Mood Media’s 3Q18 revenue fell by 11% year-over-year while EBITDA dropped only slightly, according to three sources familiar with the situation.

The company booked USD 88m in revenue for the quarter, down from USD 98m for the corresponding period, driven by lower sales in all segments due to delayed execution on projects, two of the sources said. The EBITDA decline – USD 21m in the recent quarter from USD 21.6m in 3Q17 – was partly kept in check by cost-cutting measures to offset lack of organic growth.

Mood’s new CFO hire announced this week will implement further cost cuts and synergies, one of the sources noted.

“They were building projects around customers in global locations and they were expecting a couple to start in 3Q, but they didn’t, and so they will start in 4Q or 1Q19,” the first source said.
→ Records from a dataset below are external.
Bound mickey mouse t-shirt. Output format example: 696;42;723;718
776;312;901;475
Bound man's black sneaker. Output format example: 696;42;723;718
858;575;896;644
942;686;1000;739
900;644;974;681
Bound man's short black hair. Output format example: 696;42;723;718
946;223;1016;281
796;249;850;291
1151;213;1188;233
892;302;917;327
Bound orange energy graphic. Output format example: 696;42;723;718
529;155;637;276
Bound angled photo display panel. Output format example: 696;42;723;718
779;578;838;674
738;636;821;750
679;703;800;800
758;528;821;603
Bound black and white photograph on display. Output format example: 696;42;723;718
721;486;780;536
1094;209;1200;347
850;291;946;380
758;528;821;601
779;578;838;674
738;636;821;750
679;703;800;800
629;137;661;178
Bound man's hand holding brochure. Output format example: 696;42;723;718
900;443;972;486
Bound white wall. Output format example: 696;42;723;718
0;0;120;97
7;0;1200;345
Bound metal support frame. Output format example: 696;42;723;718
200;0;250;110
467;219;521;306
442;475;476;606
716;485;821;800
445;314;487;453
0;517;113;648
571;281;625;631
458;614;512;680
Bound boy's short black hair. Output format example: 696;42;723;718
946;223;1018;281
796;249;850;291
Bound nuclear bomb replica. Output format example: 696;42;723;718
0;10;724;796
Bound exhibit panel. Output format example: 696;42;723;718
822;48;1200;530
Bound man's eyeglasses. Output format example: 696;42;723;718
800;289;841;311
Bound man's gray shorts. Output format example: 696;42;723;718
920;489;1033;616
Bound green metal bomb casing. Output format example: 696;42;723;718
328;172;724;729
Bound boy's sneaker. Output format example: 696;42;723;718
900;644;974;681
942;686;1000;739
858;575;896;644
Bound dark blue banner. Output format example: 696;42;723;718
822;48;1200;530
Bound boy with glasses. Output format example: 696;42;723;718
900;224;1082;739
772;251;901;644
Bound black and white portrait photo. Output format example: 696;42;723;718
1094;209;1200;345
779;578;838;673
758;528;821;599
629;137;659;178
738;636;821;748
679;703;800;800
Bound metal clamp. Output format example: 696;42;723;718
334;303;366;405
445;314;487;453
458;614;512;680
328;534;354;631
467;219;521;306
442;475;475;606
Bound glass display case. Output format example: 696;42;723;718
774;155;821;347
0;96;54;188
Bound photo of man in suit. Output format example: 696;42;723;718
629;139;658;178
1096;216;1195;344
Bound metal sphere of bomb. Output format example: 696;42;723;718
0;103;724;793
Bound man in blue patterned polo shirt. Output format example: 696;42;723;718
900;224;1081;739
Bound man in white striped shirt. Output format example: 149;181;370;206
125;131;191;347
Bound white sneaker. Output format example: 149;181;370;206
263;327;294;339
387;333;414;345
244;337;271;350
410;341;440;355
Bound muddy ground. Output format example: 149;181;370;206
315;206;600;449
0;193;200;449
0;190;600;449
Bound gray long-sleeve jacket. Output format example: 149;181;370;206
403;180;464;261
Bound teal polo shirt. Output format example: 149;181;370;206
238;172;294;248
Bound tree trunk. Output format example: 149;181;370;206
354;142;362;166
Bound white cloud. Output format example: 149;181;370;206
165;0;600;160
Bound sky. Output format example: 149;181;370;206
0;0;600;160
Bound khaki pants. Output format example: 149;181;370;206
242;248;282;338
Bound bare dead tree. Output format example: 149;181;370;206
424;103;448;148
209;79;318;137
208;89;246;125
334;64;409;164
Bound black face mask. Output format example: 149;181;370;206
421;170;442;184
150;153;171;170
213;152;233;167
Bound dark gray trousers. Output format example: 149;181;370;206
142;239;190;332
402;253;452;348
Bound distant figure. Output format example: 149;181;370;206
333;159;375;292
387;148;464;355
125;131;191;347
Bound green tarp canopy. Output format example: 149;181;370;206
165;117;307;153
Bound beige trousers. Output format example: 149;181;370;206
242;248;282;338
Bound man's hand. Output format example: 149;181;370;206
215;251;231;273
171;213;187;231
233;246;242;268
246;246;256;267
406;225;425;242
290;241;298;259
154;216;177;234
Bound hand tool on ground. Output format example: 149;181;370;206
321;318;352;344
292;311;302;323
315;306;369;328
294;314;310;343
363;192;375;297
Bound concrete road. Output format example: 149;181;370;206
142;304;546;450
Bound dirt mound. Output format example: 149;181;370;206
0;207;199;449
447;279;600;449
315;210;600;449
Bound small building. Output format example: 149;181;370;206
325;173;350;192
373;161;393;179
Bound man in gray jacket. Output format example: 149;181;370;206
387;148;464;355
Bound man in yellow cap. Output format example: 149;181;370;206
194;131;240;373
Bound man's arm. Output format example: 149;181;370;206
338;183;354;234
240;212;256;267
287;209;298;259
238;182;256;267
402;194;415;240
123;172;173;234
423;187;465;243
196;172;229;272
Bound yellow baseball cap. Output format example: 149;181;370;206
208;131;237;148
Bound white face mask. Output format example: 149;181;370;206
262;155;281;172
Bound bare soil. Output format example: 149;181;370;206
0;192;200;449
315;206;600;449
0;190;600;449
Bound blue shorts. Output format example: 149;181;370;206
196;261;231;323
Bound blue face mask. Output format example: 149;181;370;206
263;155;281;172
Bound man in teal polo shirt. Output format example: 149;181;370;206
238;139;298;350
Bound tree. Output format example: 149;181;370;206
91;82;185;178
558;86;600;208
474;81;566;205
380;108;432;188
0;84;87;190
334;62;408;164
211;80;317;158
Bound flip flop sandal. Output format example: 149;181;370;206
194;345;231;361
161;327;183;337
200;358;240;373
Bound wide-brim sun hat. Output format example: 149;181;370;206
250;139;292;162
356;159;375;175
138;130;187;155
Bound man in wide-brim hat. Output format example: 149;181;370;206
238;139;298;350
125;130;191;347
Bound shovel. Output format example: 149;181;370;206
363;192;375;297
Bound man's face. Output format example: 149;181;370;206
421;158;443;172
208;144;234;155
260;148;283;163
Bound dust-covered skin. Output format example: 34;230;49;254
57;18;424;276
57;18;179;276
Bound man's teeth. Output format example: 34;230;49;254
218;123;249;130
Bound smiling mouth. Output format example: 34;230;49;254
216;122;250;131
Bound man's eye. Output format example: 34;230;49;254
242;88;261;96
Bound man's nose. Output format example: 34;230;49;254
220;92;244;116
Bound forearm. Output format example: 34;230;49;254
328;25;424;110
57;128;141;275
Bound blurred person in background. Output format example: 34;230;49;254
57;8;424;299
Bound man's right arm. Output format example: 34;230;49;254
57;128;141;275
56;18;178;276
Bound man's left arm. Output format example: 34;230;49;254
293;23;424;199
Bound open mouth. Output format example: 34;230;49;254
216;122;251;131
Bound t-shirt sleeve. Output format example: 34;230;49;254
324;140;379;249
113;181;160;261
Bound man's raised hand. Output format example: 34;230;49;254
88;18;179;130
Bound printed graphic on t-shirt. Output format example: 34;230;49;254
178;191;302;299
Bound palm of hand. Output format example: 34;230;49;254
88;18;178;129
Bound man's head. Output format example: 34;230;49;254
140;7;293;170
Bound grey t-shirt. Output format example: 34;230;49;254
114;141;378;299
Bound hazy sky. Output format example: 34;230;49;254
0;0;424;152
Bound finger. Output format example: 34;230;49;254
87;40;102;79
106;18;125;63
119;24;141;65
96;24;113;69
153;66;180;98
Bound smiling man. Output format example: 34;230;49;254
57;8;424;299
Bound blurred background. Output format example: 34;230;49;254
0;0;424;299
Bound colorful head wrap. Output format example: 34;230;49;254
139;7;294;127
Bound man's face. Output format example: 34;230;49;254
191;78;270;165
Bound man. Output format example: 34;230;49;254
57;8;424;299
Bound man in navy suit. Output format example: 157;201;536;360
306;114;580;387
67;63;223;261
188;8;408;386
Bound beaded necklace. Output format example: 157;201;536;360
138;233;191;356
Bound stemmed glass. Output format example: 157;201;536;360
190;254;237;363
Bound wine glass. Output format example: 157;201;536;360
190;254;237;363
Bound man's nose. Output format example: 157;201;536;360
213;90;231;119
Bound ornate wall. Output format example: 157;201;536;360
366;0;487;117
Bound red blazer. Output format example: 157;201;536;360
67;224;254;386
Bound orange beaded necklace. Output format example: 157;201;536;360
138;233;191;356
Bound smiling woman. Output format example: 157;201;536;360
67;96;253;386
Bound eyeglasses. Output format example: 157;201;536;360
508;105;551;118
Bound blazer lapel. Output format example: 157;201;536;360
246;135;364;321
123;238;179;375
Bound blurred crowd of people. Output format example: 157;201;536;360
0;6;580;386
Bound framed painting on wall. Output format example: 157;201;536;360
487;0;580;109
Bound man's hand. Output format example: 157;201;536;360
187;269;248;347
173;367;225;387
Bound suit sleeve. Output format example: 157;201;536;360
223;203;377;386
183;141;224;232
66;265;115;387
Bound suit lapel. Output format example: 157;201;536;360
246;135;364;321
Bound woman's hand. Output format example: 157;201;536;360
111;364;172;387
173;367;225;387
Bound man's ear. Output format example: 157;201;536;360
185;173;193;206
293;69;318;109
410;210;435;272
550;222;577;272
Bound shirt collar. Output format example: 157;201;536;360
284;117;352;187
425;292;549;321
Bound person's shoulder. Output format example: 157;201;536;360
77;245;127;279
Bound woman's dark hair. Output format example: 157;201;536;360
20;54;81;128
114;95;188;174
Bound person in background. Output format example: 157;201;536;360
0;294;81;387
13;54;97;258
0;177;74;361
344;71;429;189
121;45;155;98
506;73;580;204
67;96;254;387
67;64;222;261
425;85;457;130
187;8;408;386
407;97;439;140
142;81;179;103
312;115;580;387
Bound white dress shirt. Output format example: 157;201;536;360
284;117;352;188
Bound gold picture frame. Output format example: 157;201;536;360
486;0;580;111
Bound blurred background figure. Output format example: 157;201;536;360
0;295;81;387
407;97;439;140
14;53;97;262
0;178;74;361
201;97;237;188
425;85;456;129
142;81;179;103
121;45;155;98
Some investors were taken aback that that the company’s recent acquisition of Focus Four Media didn’t translate to revenue growth, the source continued. On a segment basis, Mood’s in-store media unit in North America generated USD 60.9m of revenues, down 3%, while its international in-store media unit generated USD 21.3m in revenues, down 17%, a source said.

The consolidated results left the media company 6.3x levered, two of the sources said.

Mood burned USD 17m of cash in the quarter, based on USD 7m of cash from operations less USD 24m of capex, according to the first source. As of 30 September, the company had USD 13.76m of liquidity, with USD 8.13m in cash and USD 5.63m of combined availability on its USD 15m revolver and USD 2.5m ABL facility.

In a downgrade of the credit to CCC+ from July, S&P noted the borrower has an “unsustainable” capital structure with “limited ability to grow revenues and margins sufficiently to offset its elevated debt burden, which will likely continue to increase due to the accretion of PIK interest on its second-lien notes.”

Still, the USD 207m 16.5% second lien PIK notes due 2024 are up around par, last changing hands in odd lots at 98.75 on 26 November, down slightly from its last trade in size at 99 on 5 July, according to MarketAxess. And two of the sources said the company could come to the market in 2019 to refinance the seconds.

The borrower’s USD 288m Libor+725bps TLB due 2022 is quoted today in the 98.625/100.125 context, in line with recent levels, according to Markit.

The company did not respond to request for comment.